Certains musiciens sont dingues ! Je pensais que Farmakon était le summum de la folie, mais que nenni, Ressurecturis nous prouve aujourd'hui le contraire. A l'instar des expérimentateurs de tout poil, le contact avec la musique de ce groupe est difficile et détonne par rapport aux produits death courants par un son de guitare thrash et des pistes à la mise en place inhabituelle.

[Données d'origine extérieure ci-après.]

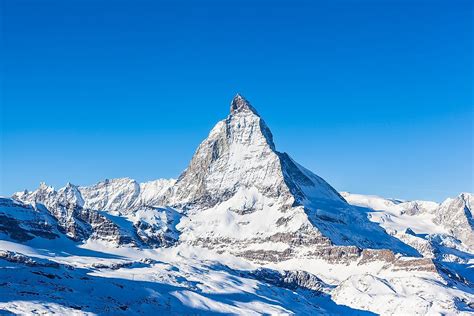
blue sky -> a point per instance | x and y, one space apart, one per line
374 96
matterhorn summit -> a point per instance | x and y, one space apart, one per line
244 229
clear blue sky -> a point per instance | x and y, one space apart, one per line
374 96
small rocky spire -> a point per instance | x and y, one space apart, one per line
240 104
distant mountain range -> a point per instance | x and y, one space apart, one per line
244 230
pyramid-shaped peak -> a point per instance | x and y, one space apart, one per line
240 104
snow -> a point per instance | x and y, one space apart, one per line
220 237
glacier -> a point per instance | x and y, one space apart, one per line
244 229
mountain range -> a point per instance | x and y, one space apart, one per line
244 229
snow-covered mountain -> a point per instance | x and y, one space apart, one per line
244 229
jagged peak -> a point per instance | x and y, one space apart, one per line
240 104
44 187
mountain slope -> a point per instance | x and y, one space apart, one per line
241 203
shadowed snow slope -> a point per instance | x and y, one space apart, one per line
244 230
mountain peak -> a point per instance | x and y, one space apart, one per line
240 104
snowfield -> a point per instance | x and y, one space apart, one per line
244 230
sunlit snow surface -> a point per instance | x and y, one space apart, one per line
98 279
243 230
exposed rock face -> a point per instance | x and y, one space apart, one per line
292 280
25 222
239 195
456 215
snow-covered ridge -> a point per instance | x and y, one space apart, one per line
273 237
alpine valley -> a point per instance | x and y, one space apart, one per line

La galette nous propose de suivre la journée "caricaturale" d'un homme moderne. Ce souhait d'englober l'œuvre dans un concept global rappelle "The Man and The Journey" de Pink Floyd, qui proposait également de vivre la journée archétypale - et très british - d'un homme post-moderne. Plus qu'une simple rondelle violente, "Nazienda" est avant tout une critique virulente du système qui à la violence ajoute une grande dose de second degré... ce qui est peut-être la seule manière d'échapper à l'aliénation quotidienne.

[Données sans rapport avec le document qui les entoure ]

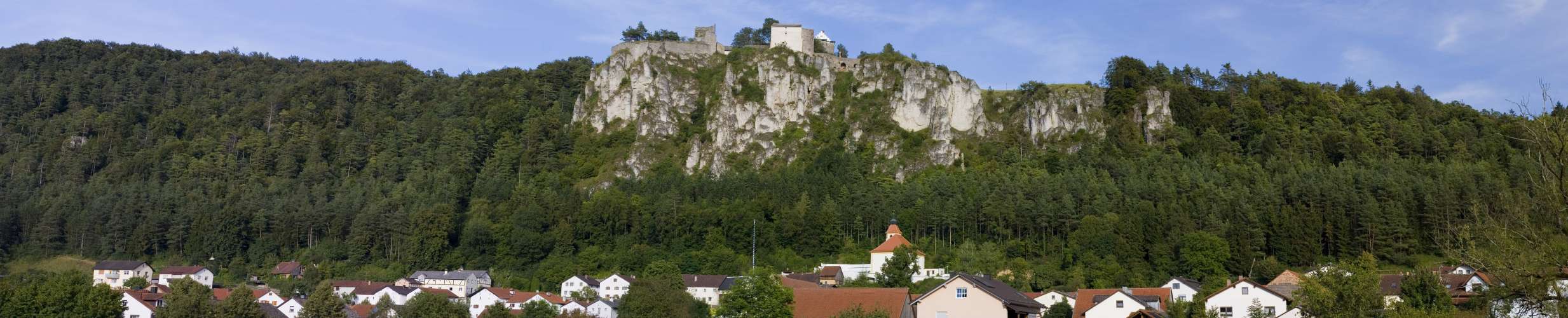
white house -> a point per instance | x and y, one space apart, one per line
458 282
1183 289
1119 303
615 286
882 252
578 284
1237 298
135 307
793 36
488 296
115 273
201 275
292 307
704 287
1051 298
601 309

Cette journée débute sous les meilleurs auspices, le protagoniste étant assoupi dans les bras de Morphée et de sa moitié ('06:29 Sleeping With Your Hair Spread Over My Chest'), une guitare dépouillée et des lignes vocales suaves célébrant ce cocon duveteux. On sent toutefois monter une angoisse dont le paroxysme sera la sonnerie du réveil qui arrache l'homme à son bien-être : des vibrations enharmoniques, un rythme épileptique et des vocalises criardes traduisent cette agression sonore ('06:30 The Alarm'), puis un rythme industriel nous initie au temps perdu dans les transports. Ensuite la rythmique nous écrase sous une lourdeur stylistique digne de Metallica ou Megadeth, une voix désincarnée commentant ce monde déshumanisé ('07:12 On the Way to Work'). Dans son travail, le (anti-)héro semble subir des journées exaspérantes : '08:01 The Number You Have Dialed' se termine sur une crispation sonore ultime et assène des coups violents à un ego malmené.

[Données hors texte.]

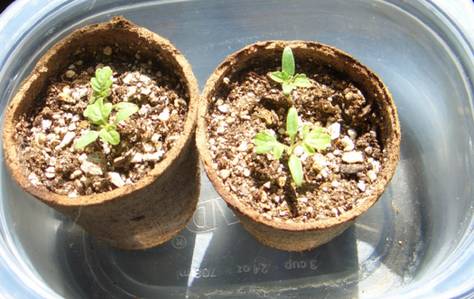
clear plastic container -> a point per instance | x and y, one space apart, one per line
416 242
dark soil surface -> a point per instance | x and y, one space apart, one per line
47 135
335 179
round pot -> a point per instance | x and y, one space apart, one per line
136 216
295 236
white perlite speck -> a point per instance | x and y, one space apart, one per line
361 186
33 178
50 172
68 138
347 143
137 158
243 147
46 124
223 108
75 174
70 74
352 133
224 173
334 130
164 115
91 168
372 175
353 157
319 161
116 179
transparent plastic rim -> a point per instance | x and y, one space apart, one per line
19 280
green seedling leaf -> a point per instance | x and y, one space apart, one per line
96 87
279 77
110 136
124 111
296 169
318 139
278 150
300 80
288 61
266 143
308 149
86 139
105 109
292 123
93 113
306 129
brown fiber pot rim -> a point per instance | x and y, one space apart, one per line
153 40
392 147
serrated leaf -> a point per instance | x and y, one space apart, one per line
292 123
266 143
279 77
287 88
296 169
306 129
278 150
318 139
106 109
96 87
288 61
86 139
124 111
301 80
110 136
308 149
93 113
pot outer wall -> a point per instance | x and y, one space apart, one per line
303 236
158 206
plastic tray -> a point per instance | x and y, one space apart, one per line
416 242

Dans sa forme, ce fourre-tout sonore lorgne vers Farmakon ou Faith No More avec des éléments ultra-violents auxquels s'ajoutent des styles inattendus, même si en fin de compte cet avant-gardisme n'est qu'un prétexte pour mettre à mal le monde moderne ('14:16 Col-League-s' ou '10:30 Animals in the Meeting Room'). La violence n'est pas tout, puisque la rondelle saupoudre de-ci de-là quelques moments calmes, '16:59 The Thought That Something Went Wrong With My Life' ou '06:29 Sleeping With Your Hair Spread Over My Chest', qui même si ils sont des aires de repos, laissent planer un énorme malaise et une certaine détestation de la mécanique quotidienne.
"Nazienda" est une galette qui transpire le malaise existentiel, un patchwork à l'image de notre société post-moderne, une musique froide dans laquelle ne surnage aucune humanité. Mais bien que l'on devine de multiples influences logiques et violentes telles que Carcass ou Napalm Death, on ressent avec encore plus de force l'héritage étrange de l'esprit aventureux du Pink Floyd original. Une galette obsédante et attirante.